Le député Guy Marius Sagna a vivement dénoncé les interventions des forces de sécurité lors des récents événements survenus à l’Université Cheikh Anta Diop de Dakar (UCAD), qu’il qualifie de « graves dérives ».

Guy Marius Sagna interpelle le gouvernement sur dix problématiques majeures  - EmediaSN

Présent à l’Assemblée nationale dans le cadre de l’examen du projet de loi sur la sécurité privée, le parlementaire a directement interpellé le ministre de l’Intérieur. Il a affirmé que certains agents aperçus sur le campus « ne sont pas des policiers mais des nervis et des voyous qui font tout sauf du maintien de l’ordre ». Selon lui, les faits observés relèveraient davantage « du banditisme », une situation qu’il dit refuser catégoriquement.

Dénonciation de violences et de destructions

Le député a évoqué des scènes de brutalité à l’encontre d’étudiants ainsi que des actes de destruction de matériels universitaires. À ses yeux, ces agissements témoignent d’une « haine » et d’une « cruauté » incompatibles avec les missions régaliennes des forces de défense et de sécurité (FDS). Il appelle à une clarification des responsabilités et à des sanctions en cas de manquements avérés.

Situation sociale au sein des forces de sécurité

Au-delà des événements survenus à l’UCAD, Guy Marius Sagna a élargi son intervention à la situation interne des forces de sécurité. Il a notamment évoqué la 49e promotion de police, qui, selon lui, ferait face à des difficultés liées au paiement des salaires.

Le parlementaire a également mentionné le cas de neuf policières dont les postes seraient menacés en raison de leur grossesse, dénonçant des pratiques qu’il juge contraires aux droits fondamentaux des travailleuses.

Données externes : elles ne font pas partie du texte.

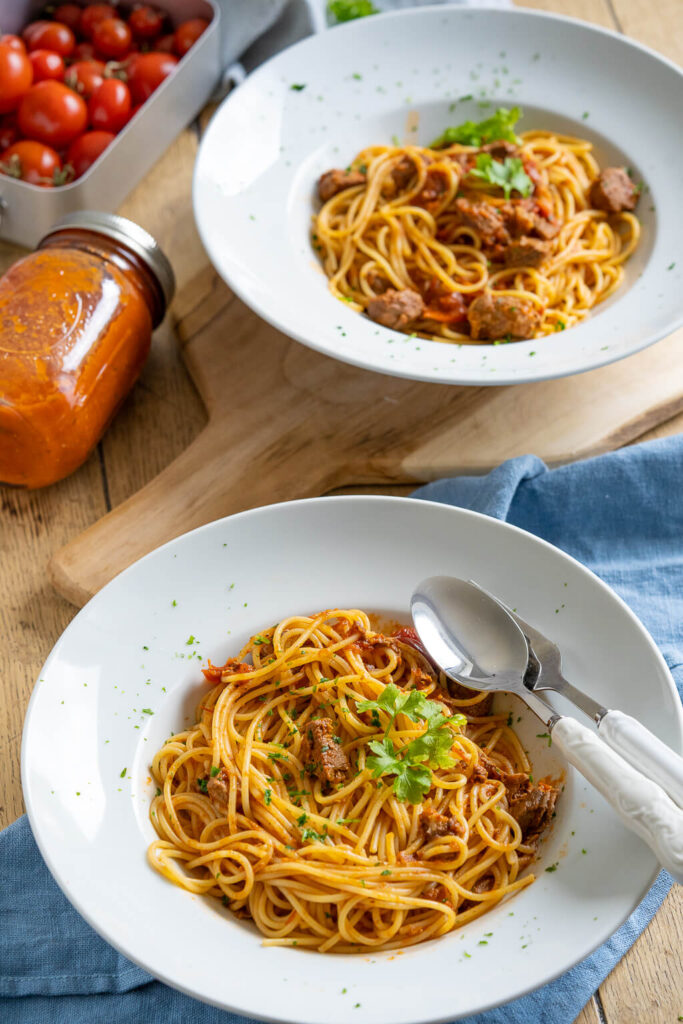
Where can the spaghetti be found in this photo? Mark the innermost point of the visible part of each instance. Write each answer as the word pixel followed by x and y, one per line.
pixel 458 243
pixel 333 791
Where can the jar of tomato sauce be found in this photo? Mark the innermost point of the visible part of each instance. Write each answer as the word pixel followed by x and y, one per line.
pixel 76 322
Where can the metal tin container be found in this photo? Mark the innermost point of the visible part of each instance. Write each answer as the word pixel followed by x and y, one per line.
pixel 29 211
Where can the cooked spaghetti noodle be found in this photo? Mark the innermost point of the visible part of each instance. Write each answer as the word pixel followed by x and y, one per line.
pixel 303 839
pixel 425 220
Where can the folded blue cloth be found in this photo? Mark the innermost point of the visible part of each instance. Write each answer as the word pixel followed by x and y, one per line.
pixel 621 514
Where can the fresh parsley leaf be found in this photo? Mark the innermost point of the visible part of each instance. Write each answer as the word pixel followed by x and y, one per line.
pixel 500 126
pixel 393 700
pixel 348 10
pixel 434 745
pixel 508 174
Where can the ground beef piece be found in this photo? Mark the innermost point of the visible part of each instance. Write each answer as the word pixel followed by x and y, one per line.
pixel 335 181
pixel 521 218
pixel 326 758
pixel 218 788
pixel 516 783
pixel 436 892
pixel 459 692
pixel 396 309
pixel 534 809
pixel 487 221
pixel 613 190
pixel 500 148
pixel 526 252
pixel 434 825
pixel 495 316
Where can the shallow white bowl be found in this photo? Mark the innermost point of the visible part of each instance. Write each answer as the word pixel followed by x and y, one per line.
pixel 127 650
pixel 372 79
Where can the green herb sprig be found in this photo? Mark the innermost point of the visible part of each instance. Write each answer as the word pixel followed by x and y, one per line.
pixel 500 126
pixel 508 174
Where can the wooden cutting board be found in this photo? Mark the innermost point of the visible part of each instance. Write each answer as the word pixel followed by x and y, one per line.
pixel 286 422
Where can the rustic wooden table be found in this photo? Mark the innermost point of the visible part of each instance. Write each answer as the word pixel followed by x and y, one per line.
pixel 160 419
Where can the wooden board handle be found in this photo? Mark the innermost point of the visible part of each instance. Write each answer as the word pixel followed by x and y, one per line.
pixel 209 480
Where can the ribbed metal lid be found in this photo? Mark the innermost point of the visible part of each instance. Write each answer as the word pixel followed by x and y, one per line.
pixel 131 235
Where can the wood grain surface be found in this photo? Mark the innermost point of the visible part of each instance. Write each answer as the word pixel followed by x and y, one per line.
pixel 161 419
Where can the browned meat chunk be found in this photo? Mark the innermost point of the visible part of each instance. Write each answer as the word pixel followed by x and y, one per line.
pixel 483 885
pixel 396 308
pixel 479 710
pixel 486 220
pixel 326 758
pixel 495 316
pixel 335 181
pixel 534 809
pixel 522 218
pixel 613 190
pixel 218 787
pixel 436 892
pixel 526 252
pixel 402 173
pixel 434 825
pixel 500 150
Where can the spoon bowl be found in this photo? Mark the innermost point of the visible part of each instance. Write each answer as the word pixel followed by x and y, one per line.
pixel 469 635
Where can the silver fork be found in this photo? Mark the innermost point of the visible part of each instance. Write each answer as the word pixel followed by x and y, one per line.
pixel 625 734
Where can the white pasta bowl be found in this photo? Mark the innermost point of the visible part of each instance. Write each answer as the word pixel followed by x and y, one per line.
pixel 126 674
pixel 397 75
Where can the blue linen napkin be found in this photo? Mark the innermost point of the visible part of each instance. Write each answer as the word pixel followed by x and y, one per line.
pixel 621 514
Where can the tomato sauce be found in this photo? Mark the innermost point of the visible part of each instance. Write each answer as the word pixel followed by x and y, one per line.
pixel 76 322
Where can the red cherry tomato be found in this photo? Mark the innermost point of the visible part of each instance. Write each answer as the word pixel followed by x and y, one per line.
pixel 164 44
pixel 83 51
pixel 92 14
pixel 15 78
pixel 86 150
pixel 9 131
pixel 53 114
pixel 85 76
pixel 69 13
pixel 46 65
pixel 14 42
pixel 186 35
pixel 112 38
pixel 32 162
pixel 146 72
pixel 49 36
pixel 110 104
pixel 145 22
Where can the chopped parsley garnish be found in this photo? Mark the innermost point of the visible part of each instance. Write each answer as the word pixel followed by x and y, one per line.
pixel 500 126
pixel 413 776
pixel 348 10
pixel 508 174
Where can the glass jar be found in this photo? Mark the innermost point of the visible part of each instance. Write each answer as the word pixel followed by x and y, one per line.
pixel 76 322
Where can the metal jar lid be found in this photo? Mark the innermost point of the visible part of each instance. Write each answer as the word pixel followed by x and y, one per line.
pixel 131 236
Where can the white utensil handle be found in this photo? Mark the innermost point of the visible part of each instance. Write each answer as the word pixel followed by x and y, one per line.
pixel 641 804
pixel 644 751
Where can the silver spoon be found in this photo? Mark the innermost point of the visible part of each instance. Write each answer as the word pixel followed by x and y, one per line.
pixel 475 642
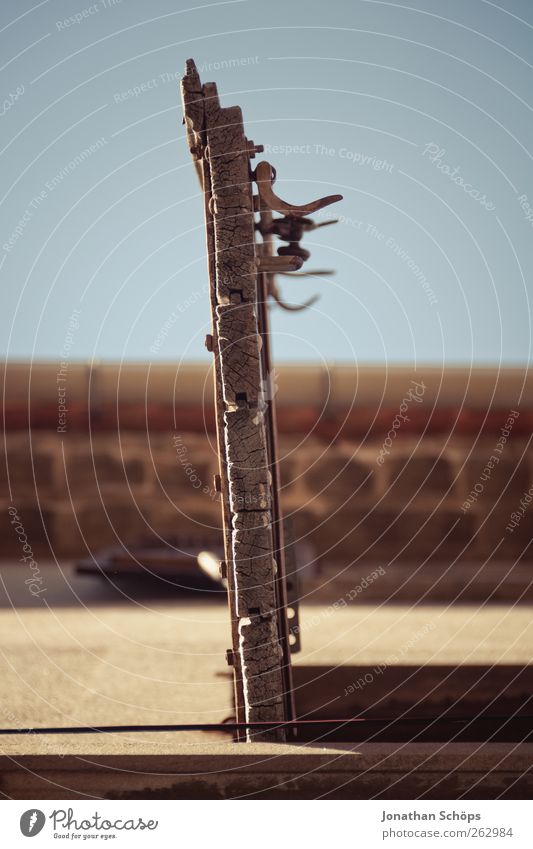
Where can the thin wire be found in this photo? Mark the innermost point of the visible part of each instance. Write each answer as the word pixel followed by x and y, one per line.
pixel 261 726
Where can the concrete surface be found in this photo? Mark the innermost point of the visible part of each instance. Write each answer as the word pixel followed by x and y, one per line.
pixel 85 653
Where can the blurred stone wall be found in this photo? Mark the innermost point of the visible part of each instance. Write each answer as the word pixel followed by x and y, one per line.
pixel 431 493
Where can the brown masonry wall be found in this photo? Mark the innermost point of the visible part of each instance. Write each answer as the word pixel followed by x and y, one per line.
pixel 136 459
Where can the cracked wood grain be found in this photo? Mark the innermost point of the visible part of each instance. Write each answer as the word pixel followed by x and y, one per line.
pixel 218 132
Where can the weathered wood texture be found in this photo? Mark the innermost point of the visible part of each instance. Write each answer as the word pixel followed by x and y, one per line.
pixel 216 134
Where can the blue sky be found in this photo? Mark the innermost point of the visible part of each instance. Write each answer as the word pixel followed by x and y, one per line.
pixel 419 114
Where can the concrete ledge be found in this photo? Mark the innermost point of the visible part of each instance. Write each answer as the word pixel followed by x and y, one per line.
pixel 429 771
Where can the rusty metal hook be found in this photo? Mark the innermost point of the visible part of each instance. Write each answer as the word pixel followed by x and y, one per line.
pixel 264 176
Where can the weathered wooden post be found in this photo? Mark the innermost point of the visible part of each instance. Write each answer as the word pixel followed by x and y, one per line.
pixel 241 274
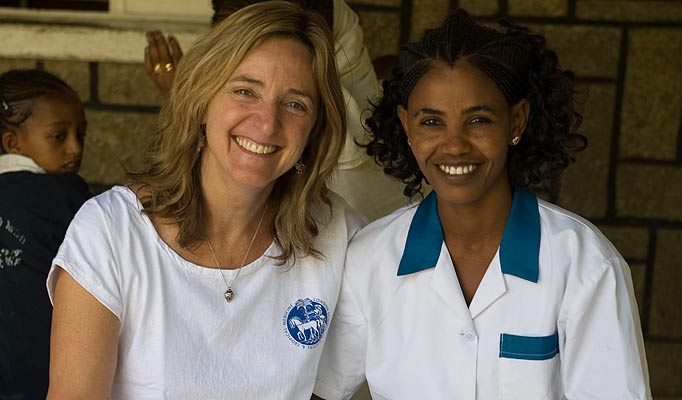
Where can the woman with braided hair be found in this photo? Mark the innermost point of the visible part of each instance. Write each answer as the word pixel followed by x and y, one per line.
pixel 481 290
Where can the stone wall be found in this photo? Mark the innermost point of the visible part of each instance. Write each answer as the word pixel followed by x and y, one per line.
pixel 628 56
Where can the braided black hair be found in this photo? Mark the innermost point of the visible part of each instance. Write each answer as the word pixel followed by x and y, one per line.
pixel 520 64
pixel 18 87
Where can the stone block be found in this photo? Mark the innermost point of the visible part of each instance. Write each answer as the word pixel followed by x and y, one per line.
pixel 631 242
pixel 629 10
pixel 382 32
pixel 653 94
pixel 589 51
pixel 126 83
pixel 427 14
pixel 115 140
pixel 7 64
pixel 584 183
pixel 538 8
pixel 75 73
pixel 665 314
pixel 482 8
pixel 649 191
pixel 665 367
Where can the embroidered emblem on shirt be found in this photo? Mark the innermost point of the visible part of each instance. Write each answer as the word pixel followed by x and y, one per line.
pixel 305 322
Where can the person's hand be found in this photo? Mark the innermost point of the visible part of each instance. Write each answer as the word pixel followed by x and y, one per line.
pixel 161 56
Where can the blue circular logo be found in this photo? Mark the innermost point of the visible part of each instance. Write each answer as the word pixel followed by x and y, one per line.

Appel à une réforme et à la fin de l’impunité

Pour l’élu, « la défense des droits des forces de sécurité et celle des étudiants doivent être menées simultanément ». Il estime qu’aucune intervention sécuritaire ne doit s’effectuer au détriment des libertés fondamentales ni de l’intégrité physique des citoyens.

Enfin, il a plaidé pour une réforme en profondeur de la formation et de l’encadrement des forces de l’ordre. Selon lui, « certains agents se sentent protégés par l’impunité », ce qui favoriserait des comportements violents et abusifs. Il appelle ainsi les autorités à tirer les leçons des événements récents afin de prévenir leur répétition et de restaurer durablement la confiance entre les populations et les forces de sécurité.